I confess that I knew next to nothing about schizophrenia when a loved one was diagnosed with this condition. Since then, I have found that there are a lot of myths and misconceptions about this mental health disorder.

Understanding the meaning of “psychosis” and “psychotic”

Psychosis is one of the main characteristics of schizophrenia. This word is actually a medical term for a specific state of mind in which people lose touch with reality and experience auditory and visual hallucinations, delusions, and paranoia. The term “psychotic” should not be used in place of words like “crazy.”

I have seen my loved one tell someone in a story about an accident she was in with a relative. I asked the relative about it and found out that the incident never happened.

This condition is not common: Schizophrenia affects approximately one percent of the general population, according to the National Institute of Mental Health (NIMH). It can happen to anyone.

Schizophrenia is split personalities: Many people have the mistaken belief that schizophrenia is the same as split personalities, also known as dissociative identity disorder. These two conditions are very different. Schizophrenia, which means “of two minds” in Latin, is actually a chemical imbalance in the brain, a split that causes delusions, hallucinations, and/or paranoia. Schizophrenic individuals may hear voices in their head, and see people and things who are not there.

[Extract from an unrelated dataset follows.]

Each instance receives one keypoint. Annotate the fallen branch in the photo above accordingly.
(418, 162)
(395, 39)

Mentally ill people are violent: When violent acts like mass shootings or massacres are covered in the media, they tend to blame the acts on mental illness. This belief contributes to people’s fear of mentally ill people and add to the stigma that keeps people suffering from mental health disorders from seeking help. In actuality, people with severe mental illness are more likely to be victims of crime rather than perpetrators.

Most people with mental illness are not violent. Even when symptoms of schizophrenia go untreated, people with this condition are more likely to withdraw from people than to lash out, says the Child Mind Institute. They are more likely to isolate themselves and want to be left alone.

Everyone has the same symptoms: Symptoms vary greatly from person to person. There are a number of different types of schizophrenia. Some people only experience psychosis, while others have paranoia, delusions, or hallucinations. There are common symptoms, but each person experiences them differently.

This condition is a sign of weakness: Some people look at mental weakness a sign of moral weakness and the mentally ill should just “get over it.” In reality, this condition is a complex disorder with many physical components such as genetic factors and a chemical imbalance in the brain. This condition is not just a bad case of nerves that is cured by getting some rest. Mentally ill people do experience a lot of anxiety, especially when they are hearing voices or are feeling paranoid.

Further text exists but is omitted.